# Cycle Routes



## Dazcat (Aug 7, 2008)

Hi,
Does anybody know of any cycle friendly routes that i can take my family, i have a 14 month old son?

Thanks in advance


----------



## Elphaba (Jan 24, 2008)

Bearing in mind the lack of consideration of most drivers in the UAE, I'd suggest you keep well away from any main roads. I don't know of any specific cycle routes at the moment, although the RTA has announced that they will be built by 2012.
-


----------



## Dazcat (Aug 7, 2008)

Elphaba said:


> Bearing in mind the lack of consideration of most drivers in the UAE, I'd suggest you keep well away from any main roads. I don't know of any specific cycle routes at the moment, although the RTA has announced that they will be built by 2012.
> -


Sorry, dont think i explained myself very well!

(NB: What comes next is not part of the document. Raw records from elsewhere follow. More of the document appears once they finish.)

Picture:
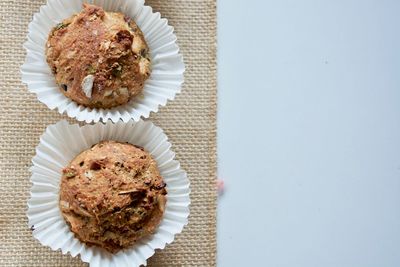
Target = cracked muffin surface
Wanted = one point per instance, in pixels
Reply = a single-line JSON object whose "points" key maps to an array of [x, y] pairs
{"points": [[99, 59], [112, 195]]}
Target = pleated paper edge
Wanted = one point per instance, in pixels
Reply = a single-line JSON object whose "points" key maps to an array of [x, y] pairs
{"points": [[162, 86], [44, 216]]}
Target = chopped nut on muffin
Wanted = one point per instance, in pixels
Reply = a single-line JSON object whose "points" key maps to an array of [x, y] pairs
{"points": [[99, 59], [112, 195]]}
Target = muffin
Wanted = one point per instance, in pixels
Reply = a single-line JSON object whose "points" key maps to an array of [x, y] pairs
{"points": [[112, 195], [99, 59]]}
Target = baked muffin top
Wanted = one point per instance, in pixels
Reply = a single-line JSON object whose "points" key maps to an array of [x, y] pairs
{"points": [[99, 59], [112, 194]]}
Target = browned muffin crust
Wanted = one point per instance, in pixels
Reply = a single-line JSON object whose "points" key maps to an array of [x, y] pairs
{"points": [[112, 195], [99, 59]]}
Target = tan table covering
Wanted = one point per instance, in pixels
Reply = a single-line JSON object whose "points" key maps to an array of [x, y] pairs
{"points": [[189, 121]]}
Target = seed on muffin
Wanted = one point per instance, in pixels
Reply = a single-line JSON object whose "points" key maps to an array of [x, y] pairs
{"points": [[95, 53]]}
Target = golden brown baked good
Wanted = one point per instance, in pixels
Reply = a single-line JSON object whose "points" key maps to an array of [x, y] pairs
{"points": [[99, 59], [112, 195]]}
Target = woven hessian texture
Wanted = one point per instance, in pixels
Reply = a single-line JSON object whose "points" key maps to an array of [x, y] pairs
{"points": [[189, 121]]}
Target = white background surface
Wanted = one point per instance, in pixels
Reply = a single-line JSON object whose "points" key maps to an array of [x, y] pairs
{"points": [[309, 133]]}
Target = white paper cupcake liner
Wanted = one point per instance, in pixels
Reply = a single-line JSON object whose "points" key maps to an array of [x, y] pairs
{"points": [[167, 64], [59, 144]]}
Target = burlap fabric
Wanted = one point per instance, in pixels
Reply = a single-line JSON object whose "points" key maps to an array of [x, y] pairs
{"points": [[189, 121]]}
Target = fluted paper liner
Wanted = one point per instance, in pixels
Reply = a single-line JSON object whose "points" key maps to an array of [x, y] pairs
{"points": [[59, 144], [167, 64]]}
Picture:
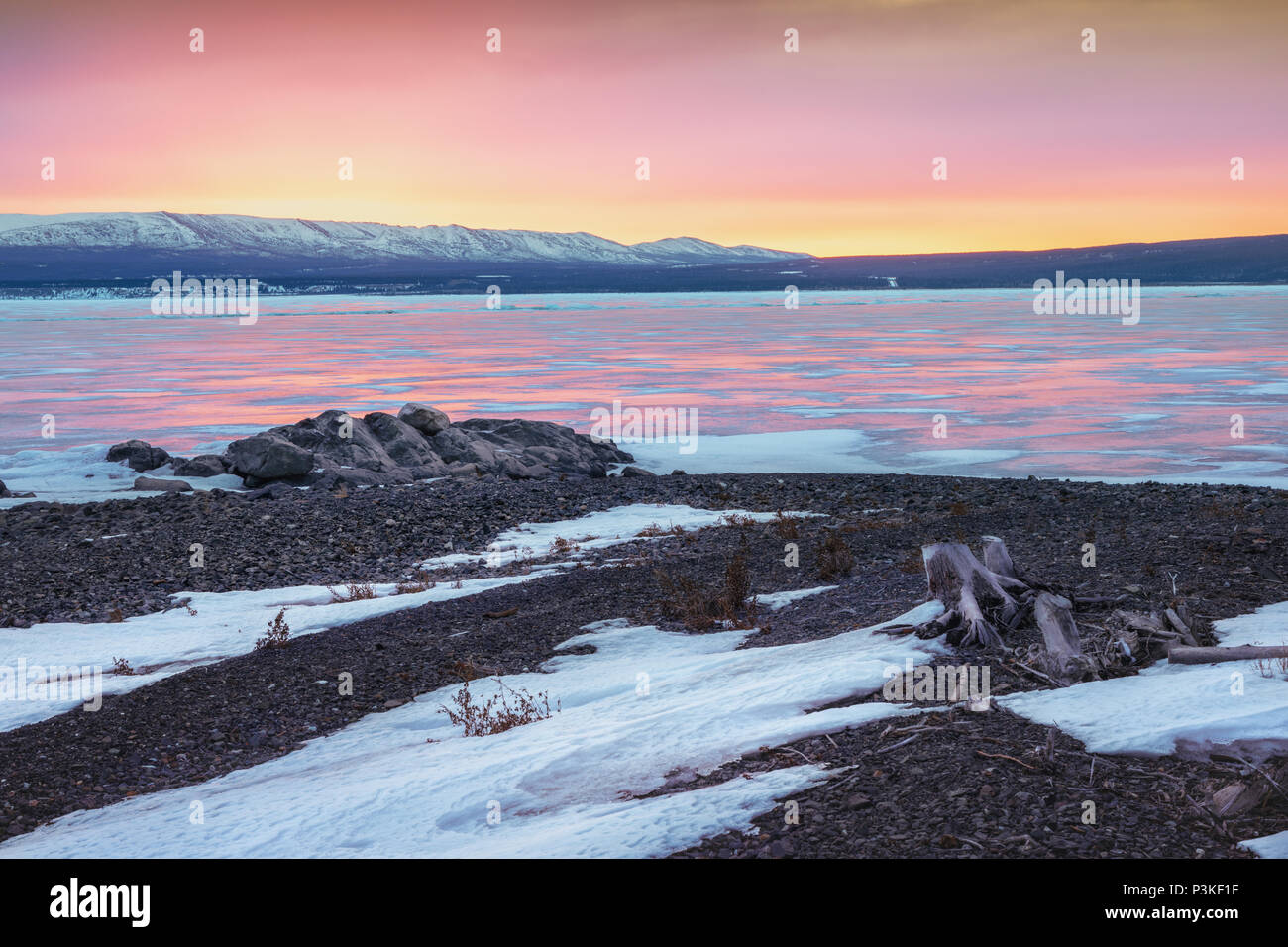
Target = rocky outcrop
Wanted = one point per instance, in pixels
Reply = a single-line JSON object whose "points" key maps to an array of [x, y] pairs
{"points": [[268, 458], [140, 455], [5, 493], [425, 419], [161, 484], [336, 449], [201, 466]]}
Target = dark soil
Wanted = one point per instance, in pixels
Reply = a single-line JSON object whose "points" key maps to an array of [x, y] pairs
{"points": [[1222, 544]]}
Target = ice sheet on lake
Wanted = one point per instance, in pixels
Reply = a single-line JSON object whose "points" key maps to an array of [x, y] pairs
{"points": [[786, 451], [226, 624], [1184, 709], [645, 703], [80, 655], [82, 474]]}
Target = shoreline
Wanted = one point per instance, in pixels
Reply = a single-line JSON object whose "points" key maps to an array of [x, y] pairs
{"points": [[215, 718]]}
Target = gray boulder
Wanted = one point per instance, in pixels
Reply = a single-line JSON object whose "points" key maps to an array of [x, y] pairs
{"points": [[201, 466], [140, 455], [161, 484], [425, 419], [268, 458]]}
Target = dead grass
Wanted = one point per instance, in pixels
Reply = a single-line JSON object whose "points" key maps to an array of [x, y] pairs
{"points": [[121, 667], [833, 556], [359, 591], [496, 715], [420, 581], [786, 527], [655, 530], [913, 564], [277, 635], [700, 608]]}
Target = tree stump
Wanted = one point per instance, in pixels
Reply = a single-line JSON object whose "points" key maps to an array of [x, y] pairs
{"points": [[986, 600]]}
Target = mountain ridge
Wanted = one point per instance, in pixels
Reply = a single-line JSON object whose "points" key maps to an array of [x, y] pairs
{"points": [[356, 241]]}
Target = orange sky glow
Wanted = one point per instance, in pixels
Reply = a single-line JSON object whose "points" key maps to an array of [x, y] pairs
{"points": [[827, 150]]}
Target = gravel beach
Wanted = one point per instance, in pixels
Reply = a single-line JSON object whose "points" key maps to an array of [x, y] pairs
{"points": [[101, 562]]}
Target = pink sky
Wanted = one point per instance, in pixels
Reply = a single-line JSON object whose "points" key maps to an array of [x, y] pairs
{"points": [[827, 150]]}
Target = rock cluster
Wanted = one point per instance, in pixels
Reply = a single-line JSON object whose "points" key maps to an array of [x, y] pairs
{"points": [[378, 449]]}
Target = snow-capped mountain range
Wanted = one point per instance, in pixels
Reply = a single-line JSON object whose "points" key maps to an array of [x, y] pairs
{"points": [[161, 232]]}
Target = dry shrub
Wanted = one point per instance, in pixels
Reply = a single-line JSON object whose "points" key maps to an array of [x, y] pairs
{"points": [[913, 564], [835, 558], [420, 581], [655, 530], [277, 634], [562, 547], [786, 527], [496, 715], [353, 592], [700, 608]]}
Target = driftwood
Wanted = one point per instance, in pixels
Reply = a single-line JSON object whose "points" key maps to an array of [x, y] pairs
{"points": [[1180, 655], [1054, 616], [986, 600], [975, 596]]}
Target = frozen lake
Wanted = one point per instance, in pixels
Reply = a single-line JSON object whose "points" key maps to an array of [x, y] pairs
{"points": [[855, 379]]}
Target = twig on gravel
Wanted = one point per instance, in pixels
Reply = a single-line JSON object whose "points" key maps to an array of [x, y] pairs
{"points": [[1004, 757], [1035, 673], [787, 749], [902, 742]]}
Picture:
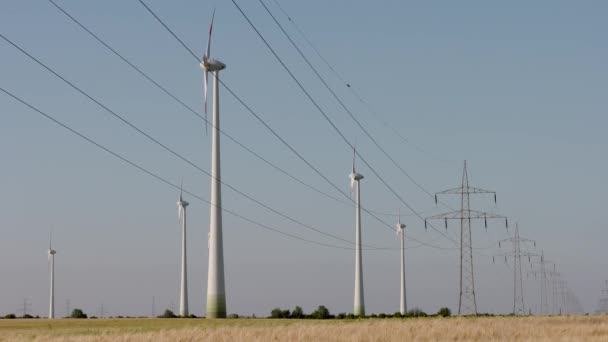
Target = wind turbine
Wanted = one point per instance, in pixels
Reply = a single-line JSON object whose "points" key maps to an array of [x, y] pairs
{"points": [[400, 228], [52, 253], [183, 295], [359, 305], [216, 294]]}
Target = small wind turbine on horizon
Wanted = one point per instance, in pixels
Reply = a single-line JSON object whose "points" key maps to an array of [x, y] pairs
{"points": [[183, 295], [355, 178], [400, 227], [216, 293], [51, 258]]}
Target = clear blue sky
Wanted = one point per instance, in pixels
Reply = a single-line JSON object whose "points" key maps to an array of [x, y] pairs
{"points": [[518, 89]]}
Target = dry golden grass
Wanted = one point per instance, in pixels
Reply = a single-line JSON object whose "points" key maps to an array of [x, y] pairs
{"points": [[594, 328]]}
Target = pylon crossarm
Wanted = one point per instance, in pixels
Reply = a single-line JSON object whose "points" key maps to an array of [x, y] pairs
{"points": [[469, 214], [471, 190]]}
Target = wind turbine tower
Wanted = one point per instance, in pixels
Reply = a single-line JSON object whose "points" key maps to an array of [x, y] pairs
{"points": [[52, 253], [355, 179], [216, 294], [400, 231], [183, 294]]}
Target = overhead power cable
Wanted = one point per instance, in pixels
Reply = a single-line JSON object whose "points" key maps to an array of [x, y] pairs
{"points": [[353, 90], [199, 116], [161, 179], [176, 186], [348, 111], [283, 141], [168, 149], [322, 112]]}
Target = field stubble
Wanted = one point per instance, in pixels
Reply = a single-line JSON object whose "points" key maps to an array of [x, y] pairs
{"points": [[570, 328]]}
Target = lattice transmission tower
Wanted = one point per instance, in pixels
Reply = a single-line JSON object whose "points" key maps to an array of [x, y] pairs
{"points": [[549, 279], [467, 304], [519, 306], [602, 304]]}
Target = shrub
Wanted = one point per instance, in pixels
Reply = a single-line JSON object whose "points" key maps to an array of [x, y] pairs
{"points": [[297, 313], [278, 313], [168, 314], [444, 312], [416, 312], [321, 313], [78, 313]]}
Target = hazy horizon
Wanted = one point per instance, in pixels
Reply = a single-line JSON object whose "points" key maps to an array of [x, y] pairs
{"points": [[517, 89]]}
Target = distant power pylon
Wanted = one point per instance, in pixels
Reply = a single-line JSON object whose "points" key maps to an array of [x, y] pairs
{"points": [[519, 306], [26, 305], [547, 275], [467, 305], [602, 304]]}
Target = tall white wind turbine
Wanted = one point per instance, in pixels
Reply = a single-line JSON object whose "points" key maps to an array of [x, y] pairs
{"points": [[183, 294], [359, 305], [216, 294], [400, 227], [52, 285]]}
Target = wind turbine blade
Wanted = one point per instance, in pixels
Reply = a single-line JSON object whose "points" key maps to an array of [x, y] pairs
{"points": [[208, 51], [354, 153], [206, 120]]}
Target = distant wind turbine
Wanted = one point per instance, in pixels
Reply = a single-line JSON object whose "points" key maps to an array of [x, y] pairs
{"points": [[51, 257], [403, 301], [359, 305], [216, 294], [183, 295]]}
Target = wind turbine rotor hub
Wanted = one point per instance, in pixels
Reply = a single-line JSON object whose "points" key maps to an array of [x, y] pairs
{"points": [[212, 64], [356, 176]]}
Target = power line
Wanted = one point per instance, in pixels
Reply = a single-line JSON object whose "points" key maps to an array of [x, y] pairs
{"points": [[159, 178], [283, 141], [165, 147], [350, 87], [348, 111], [316, 105], [199, 116]]}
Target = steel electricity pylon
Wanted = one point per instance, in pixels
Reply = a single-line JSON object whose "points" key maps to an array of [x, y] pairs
{"points": [[516, 242], [602, 304], [467, 304], [547, 271]]}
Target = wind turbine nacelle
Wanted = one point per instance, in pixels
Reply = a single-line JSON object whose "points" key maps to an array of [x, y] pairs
{"points": [[212, 64], [356, 176]]}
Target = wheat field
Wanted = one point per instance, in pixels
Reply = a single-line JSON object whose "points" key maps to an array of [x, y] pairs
{"points": [[568, 328]]}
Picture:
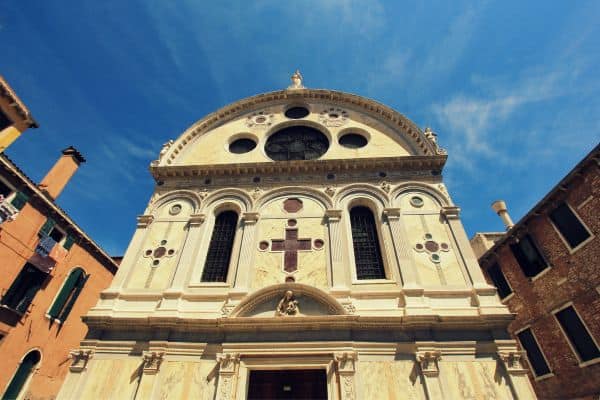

Ive no intention of going near any main roads, i know how idiotic drivers are here! What i meant was there any routes people were aware of at places such as Hatta etc, where you could perhaps head of into the hilly areas?


----------



## Maz25 (Jul 6, 2008)

Time Out Dubai had a feature on family friendly routes in the Dubai neighbourhoods a few weeks ago. I posted a link to it in a recent thread.

I wouldn't advice on taking your family offroad on a bike, especially as your son is still very young. Places like Hatta are very busy and people drive the exact same way that they do on the main road - the only difference is that they are now offroad. If you really want to do offroad 'biking', it is better to pick one of the quieter routes, with very few cars on them.


----------



## Dazcat (Aug 7, 2008)

Maz25 said:


> Time Out Dubai had a feature on family friendly routes in the Dubai neighbourhoods a few weeks ago. I posted a link to it in a recent thread.
> 
> I wouldn't advice on taking your family offroad on a bike, especially as your son is still very young. Places like Hatta are very busy and people drive the exact same way that they do on the main road - the only difference is that they are now offroad. If you really want to do offroad 'biking', it is better to pick one of the quieter routes, with very few cars on them.


Thanks for the advice, i just used Hatta as an example. Obviously i want to go somewhere with fewer cars and more cycles hence the original post! I am not stupid, i wont put my family at risk. 

Thanks for the Time Out link.


----------



## Anwaruddin (Oct 15, 2010)

Zabeel Park has a safe cycle route.


----------